We’re Barely Using The Best Tool We Have To Fight Obesity
~ 19 Minute Read
“There’s a surprisingly big disconnect between how obesity researchers think about the causes of and treatments for obesity and how the American public does.
Researchers think some people have genetic and hormonal traits that make them more susceptible to obesity. They view obesity as a complex, chronic disease, like cancer, with many causes and subtypes. They’re also losing faith in dieting and exercise, neither of which is very helpful for weight loss in the long term.
The public, on the other hand, generally believes obesity is caused by a lack of willpower, and that it can be fixed with gym memberships and trendy diets.
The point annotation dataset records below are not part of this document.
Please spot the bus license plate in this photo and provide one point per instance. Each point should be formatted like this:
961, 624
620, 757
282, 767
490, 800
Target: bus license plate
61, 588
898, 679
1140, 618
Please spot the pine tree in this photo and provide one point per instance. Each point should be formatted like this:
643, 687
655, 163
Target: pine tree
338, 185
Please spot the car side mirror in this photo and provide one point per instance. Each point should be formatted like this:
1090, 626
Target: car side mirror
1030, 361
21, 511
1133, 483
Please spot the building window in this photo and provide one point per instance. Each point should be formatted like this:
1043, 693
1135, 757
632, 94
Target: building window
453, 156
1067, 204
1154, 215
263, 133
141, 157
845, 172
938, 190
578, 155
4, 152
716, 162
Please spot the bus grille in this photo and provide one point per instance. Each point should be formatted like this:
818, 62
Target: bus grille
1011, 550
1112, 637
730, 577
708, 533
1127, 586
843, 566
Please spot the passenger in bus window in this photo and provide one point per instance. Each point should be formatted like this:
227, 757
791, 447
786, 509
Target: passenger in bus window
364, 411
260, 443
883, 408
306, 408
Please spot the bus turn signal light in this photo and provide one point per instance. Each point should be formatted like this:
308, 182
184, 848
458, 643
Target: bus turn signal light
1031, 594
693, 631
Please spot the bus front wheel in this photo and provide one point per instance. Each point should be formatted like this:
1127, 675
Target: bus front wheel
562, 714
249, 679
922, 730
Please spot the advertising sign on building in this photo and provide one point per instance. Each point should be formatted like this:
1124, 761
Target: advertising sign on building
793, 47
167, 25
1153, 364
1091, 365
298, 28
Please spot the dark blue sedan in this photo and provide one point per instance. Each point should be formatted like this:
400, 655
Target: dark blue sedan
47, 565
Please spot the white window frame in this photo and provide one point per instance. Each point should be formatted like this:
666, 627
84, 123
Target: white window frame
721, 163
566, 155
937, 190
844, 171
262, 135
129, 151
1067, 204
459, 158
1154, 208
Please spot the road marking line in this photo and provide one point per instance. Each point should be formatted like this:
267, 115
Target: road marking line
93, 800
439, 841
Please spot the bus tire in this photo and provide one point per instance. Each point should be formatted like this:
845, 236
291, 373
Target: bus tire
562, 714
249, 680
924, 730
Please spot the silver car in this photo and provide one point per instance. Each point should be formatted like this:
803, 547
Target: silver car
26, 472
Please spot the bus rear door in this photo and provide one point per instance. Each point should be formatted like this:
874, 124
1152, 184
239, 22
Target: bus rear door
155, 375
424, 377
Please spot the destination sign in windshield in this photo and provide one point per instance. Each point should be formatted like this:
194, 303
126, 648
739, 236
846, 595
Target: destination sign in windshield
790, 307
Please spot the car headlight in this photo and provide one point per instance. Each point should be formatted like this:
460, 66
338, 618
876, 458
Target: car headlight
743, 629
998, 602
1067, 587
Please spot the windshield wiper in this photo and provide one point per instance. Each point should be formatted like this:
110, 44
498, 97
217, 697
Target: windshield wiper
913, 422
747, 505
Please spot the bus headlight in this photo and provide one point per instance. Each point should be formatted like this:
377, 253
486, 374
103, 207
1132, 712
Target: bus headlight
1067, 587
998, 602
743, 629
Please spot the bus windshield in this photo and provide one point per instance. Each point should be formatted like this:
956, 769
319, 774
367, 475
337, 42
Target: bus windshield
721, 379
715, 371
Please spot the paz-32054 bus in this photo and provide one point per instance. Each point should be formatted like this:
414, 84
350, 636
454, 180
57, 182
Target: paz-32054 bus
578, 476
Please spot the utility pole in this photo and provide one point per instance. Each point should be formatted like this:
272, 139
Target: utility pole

In one 2016 survey of more than 1,500 Americans, 60 percent of the participants said dieting and exercise were even more effective than surgery for long-term weight loss.
Here’s the thing, though: Weight loss surgery is far and away medicine’s best treatment for severe obesity.
The medical case for bariatric surgery has grown much stronger in recent years. High-quality studies on the long-term health outcomes of people with obesity who got surgery show, on average, that they’re able to lose dramatic amounts of weight, and even reverse or prevent their obesity-related health conditions, like diabetes and high cholesterol. A new study out in JAMA Surgery demonstrated this once again. That’s why Medicaid now covers the procedure in 46 states, and so do national health systems in countries as diverse as Israel, Brazil, and Canada.
Yet out of the 20 million people who are eligible in the US, fewer than 1 percent get bariatric surgery for weight loss, according to the Obesity Society.
Why? Polling data shows that many Americans still think it’s dangerous and ineffective.
To be clear, not all weight loss surgeries are created equal: The gastric bypass and gastric sleeve operations are considered superior to the lap band, for example. And surgery isn’t for people with a few pounds to lose; it’s reserved for those with severe obesity. Even the best surgeries don’t work in some people, and can cause disturbing side effects in rare cases. But bariatric surgery’s benefits appear to vastly outweigh its harms on average, and it is shaping up to be a genuine help for people struggling through one of the most urgent health crises of our time. It’s time we started paying attention.”